Прошлое оставалось скользкой, опасной темой, смутно маячившей между Амелией и Гренвиллом. Даже если бы Саймон стал общаться с ней исключительно формально и никогда больше не вспоминал их историю, смогла бы она сделать то же самое?
Мама, однако, была в восторге от грядущей поездки. Последние несколько дней она находилась в состоянии просветления. Амелия объяснила ей ситуацию, но та сочла, что они будут гостьями графа Сент-Джастского на весь теплый сезон.
— Он, должно быть, ухаживает за тобой, Амелия, раз направил такое приглашение! — восторженно вскричала она.
Амелия решила ничего не отвечать.
Теперь она прижимала малышку к груди и вытягивала шею, чтобы посмотреть в окно. Впереди виднелась светлая, веселенькая гостиница с белыми оштукатуренными стенами, из двух красных труб которой струился дым. Они добрались до окрестностей Бодмина, дубы здесь были огромными и зелеными, а побеленные стены гостиницы увивал плющ. Розы нависали над деревянным забором во внутреннем дворе; овцы слонялись по соседнему полю, ограниченному каменными стенами. Заходящее солнце окрасило небо розовато-лиловыми лучами. Картина представала живописная, но Амелию она не завораживала.

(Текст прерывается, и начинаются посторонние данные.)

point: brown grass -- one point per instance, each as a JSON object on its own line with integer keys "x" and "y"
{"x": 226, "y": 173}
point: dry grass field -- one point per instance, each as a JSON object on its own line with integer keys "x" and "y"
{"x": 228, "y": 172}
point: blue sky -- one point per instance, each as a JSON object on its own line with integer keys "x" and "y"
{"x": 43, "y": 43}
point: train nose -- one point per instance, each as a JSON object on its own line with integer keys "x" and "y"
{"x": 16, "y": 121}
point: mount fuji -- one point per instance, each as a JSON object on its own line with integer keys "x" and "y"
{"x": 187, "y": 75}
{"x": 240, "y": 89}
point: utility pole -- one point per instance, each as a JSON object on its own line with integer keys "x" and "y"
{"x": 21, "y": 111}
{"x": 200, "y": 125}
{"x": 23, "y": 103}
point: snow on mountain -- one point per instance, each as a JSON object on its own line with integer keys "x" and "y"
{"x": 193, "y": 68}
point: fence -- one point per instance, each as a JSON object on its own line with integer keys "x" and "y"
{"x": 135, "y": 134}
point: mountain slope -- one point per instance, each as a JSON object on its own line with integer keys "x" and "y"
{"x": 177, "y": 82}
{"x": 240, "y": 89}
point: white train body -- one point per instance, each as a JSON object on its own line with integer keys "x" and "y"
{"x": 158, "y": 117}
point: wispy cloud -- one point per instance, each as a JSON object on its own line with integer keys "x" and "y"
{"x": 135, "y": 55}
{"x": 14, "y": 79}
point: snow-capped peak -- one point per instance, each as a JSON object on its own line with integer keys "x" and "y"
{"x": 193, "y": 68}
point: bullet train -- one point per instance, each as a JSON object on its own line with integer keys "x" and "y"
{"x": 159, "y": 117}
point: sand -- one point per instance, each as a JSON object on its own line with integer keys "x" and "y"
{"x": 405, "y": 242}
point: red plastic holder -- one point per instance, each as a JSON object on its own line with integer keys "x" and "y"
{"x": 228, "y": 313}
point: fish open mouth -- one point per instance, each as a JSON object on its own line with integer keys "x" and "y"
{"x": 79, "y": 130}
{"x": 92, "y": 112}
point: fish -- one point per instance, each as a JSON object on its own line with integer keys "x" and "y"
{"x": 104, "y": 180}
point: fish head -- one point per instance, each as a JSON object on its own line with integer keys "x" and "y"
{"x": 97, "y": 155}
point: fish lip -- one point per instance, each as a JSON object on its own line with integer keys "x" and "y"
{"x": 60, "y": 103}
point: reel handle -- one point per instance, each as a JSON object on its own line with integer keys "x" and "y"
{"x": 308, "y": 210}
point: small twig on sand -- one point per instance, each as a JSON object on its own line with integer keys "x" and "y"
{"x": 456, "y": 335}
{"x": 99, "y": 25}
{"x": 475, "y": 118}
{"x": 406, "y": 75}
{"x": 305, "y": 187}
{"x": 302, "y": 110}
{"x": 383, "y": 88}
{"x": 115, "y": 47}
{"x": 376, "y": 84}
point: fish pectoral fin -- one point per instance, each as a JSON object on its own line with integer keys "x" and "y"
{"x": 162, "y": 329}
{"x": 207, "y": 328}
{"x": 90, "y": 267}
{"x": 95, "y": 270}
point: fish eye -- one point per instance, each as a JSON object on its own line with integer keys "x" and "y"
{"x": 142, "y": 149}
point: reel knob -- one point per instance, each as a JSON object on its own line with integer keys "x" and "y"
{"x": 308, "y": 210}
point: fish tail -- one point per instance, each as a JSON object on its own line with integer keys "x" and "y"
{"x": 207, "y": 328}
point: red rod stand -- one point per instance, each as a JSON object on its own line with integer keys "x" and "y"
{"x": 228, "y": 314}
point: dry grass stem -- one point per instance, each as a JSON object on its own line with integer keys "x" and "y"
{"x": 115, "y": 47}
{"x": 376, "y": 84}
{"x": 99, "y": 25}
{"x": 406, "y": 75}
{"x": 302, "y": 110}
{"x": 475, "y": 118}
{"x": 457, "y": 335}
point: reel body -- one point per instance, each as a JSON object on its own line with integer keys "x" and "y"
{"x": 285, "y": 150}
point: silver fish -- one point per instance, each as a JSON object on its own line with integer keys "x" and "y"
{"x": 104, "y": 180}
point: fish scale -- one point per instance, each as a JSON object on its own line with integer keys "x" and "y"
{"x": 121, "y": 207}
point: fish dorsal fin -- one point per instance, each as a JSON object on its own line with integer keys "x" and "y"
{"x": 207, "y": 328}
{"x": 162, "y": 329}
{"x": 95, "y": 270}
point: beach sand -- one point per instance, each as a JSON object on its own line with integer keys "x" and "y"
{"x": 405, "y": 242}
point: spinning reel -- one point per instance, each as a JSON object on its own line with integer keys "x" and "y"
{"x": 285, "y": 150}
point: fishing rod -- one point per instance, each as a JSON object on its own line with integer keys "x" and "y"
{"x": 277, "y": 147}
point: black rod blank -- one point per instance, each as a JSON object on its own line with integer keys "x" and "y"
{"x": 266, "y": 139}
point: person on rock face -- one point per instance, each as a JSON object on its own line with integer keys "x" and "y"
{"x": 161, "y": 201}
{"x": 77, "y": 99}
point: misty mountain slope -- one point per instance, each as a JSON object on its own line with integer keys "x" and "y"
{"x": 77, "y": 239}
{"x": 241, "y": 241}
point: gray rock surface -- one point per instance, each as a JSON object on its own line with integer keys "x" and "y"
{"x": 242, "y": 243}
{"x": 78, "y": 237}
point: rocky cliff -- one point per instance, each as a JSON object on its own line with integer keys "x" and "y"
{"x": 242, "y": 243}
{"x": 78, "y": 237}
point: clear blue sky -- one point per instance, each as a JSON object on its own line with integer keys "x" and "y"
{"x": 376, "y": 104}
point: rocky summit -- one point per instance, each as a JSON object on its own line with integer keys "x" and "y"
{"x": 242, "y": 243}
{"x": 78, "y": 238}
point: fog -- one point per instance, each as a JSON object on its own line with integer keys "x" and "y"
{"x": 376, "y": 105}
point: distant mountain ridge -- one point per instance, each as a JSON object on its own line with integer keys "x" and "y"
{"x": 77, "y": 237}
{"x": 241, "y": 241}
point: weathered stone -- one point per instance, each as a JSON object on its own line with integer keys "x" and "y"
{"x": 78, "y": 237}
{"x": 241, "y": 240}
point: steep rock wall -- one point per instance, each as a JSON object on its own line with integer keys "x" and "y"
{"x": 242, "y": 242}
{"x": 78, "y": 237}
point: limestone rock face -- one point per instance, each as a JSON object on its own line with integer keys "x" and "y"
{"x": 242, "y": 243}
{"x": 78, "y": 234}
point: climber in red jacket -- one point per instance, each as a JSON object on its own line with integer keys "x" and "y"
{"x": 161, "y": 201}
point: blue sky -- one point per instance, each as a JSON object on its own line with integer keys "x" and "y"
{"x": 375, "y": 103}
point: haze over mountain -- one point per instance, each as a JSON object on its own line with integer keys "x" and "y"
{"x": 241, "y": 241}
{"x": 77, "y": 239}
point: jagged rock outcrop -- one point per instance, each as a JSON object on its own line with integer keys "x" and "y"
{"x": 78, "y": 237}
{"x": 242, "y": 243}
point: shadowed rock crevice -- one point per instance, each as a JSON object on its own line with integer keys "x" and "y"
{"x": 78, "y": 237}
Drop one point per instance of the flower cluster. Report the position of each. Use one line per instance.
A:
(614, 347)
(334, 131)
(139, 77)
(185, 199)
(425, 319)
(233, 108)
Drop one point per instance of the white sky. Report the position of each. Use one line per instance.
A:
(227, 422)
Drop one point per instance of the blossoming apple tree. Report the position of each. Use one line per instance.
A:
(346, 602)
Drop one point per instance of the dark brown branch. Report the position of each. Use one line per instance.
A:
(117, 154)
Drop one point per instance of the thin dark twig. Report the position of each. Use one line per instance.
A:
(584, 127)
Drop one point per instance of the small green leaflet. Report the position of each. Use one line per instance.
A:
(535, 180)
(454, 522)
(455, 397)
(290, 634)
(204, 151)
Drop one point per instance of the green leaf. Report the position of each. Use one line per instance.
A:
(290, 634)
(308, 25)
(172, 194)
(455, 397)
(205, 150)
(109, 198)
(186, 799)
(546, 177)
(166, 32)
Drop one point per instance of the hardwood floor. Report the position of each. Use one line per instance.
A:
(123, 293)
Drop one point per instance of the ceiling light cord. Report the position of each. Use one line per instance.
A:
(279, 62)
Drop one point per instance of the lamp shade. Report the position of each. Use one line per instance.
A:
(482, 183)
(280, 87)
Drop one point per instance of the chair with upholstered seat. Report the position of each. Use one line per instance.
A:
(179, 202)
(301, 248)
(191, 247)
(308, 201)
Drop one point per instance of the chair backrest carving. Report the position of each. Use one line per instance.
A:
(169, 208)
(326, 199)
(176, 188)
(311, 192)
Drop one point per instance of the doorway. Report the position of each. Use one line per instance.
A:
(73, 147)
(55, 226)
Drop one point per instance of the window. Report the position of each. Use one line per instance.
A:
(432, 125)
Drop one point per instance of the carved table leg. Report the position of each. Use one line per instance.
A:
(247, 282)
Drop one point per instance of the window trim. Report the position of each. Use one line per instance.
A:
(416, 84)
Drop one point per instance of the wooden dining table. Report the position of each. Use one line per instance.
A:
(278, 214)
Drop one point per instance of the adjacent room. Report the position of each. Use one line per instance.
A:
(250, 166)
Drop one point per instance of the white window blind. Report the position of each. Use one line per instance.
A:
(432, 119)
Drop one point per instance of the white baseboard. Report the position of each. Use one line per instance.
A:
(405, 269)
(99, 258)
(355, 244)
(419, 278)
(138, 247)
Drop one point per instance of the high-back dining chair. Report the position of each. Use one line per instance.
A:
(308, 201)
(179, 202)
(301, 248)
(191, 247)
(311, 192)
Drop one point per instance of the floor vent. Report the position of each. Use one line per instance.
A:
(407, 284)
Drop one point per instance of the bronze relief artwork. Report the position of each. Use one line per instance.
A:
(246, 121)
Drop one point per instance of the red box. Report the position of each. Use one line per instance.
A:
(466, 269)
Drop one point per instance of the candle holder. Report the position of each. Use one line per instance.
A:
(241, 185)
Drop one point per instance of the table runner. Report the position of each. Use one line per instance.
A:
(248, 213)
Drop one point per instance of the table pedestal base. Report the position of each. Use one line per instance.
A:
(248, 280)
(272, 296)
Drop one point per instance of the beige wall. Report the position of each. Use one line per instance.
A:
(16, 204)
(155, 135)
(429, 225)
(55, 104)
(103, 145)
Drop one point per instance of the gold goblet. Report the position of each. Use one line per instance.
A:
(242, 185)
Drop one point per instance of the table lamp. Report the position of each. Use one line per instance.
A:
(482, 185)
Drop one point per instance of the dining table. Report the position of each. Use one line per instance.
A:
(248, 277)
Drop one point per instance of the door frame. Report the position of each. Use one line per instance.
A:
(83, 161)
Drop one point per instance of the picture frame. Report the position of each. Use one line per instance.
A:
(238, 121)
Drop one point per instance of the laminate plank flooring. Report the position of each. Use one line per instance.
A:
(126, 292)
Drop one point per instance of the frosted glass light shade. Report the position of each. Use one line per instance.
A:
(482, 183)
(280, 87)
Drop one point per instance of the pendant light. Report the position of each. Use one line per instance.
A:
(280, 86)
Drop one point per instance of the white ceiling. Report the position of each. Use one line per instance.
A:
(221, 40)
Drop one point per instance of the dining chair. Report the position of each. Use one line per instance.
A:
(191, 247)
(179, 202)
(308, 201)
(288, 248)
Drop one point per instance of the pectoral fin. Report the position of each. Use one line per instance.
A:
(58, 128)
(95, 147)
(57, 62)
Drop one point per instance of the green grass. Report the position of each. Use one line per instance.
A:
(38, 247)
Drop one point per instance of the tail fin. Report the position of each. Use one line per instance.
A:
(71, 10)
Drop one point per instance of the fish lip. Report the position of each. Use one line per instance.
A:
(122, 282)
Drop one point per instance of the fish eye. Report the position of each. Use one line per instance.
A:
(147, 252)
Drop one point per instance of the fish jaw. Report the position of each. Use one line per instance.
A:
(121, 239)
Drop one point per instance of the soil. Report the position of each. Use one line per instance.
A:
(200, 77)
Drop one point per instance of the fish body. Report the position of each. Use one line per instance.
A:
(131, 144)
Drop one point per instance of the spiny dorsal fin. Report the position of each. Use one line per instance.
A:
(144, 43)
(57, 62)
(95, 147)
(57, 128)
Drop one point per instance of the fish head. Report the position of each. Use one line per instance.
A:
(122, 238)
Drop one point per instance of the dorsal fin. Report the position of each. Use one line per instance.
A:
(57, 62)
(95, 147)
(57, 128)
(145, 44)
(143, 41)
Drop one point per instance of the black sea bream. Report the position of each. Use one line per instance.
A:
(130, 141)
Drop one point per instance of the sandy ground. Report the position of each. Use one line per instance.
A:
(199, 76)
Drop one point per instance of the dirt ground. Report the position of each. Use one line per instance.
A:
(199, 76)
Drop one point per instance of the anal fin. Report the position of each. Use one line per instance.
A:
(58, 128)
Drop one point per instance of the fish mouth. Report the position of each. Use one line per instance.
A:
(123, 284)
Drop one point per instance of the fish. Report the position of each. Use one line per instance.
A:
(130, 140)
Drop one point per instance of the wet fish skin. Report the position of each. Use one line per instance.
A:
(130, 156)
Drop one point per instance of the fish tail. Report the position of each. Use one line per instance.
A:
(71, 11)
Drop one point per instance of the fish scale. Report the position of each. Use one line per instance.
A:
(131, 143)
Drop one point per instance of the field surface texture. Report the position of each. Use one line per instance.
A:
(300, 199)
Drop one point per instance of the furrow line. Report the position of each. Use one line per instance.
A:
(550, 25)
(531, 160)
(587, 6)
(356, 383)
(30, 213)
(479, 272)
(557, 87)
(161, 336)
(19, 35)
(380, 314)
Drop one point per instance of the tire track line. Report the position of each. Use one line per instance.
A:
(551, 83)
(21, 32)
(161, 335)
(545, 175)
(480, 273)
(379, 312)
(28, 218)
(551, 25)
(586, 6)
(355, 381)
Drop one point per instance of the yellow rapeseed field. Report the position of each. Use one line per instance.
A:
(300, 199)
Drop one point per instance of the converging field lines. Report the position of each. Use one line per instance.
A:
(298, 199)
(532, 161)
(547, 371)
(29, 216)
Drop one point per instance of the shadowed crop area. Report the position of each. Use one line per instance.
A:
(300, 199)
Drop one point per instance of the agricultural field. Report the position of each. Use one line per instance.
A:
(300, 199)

Она размышляла о том, что рано или поздно они с Гренвиллом окажутся наедине. Нельзя было отрицать тот факт, что подобная перспектива донельзя волновала Амелию. Ее положение в качестве его экономки казалось щекотливым и неестественным.
Если не считать краткого мгновения этим утром, она не видела Гренвилла с тех пор, как он прибыл к ней с визитом в поместье Грейстоун. За последние три дня граф прислал ей списки дел и записку, в которой уведомлял о намеченной дате их отъезда. В этом послании ни словом не упоминалось о ее новой роли, хотя Амелия ожидала, что граф проведет с ней несколько бесед об ее обязанностях. Она предположила, что по приезде в Лондон они с Гренвиллом сядут в его кабинете и обсудят все детали работы.
Этим утром, на рассвете, граф прислал в Грейстоун карету, чтобы забрать Амелию, маму и Гарретта. Они встретились с Сент-Джастом и его свитой на тракте за пределами Пензанса. Граф вышел из экипажа, но его приветствие было вежливым и формальным. Потом он скрылся в своей карете, и весь кортеж отправился в Лондон. Эта встреча потрясла и разочаровала Амелию.
Неужели она ожидала большего? Амелия вздохнула. Подобное формальное, сухое общение было бы лучшей формой отношений для них двоих.
Амелия улыбнулась миссис Мердок:
— Это был очень долгий, очень утомительный день. Думаю, никто не возражал бы против горячей еды и мягкой постели.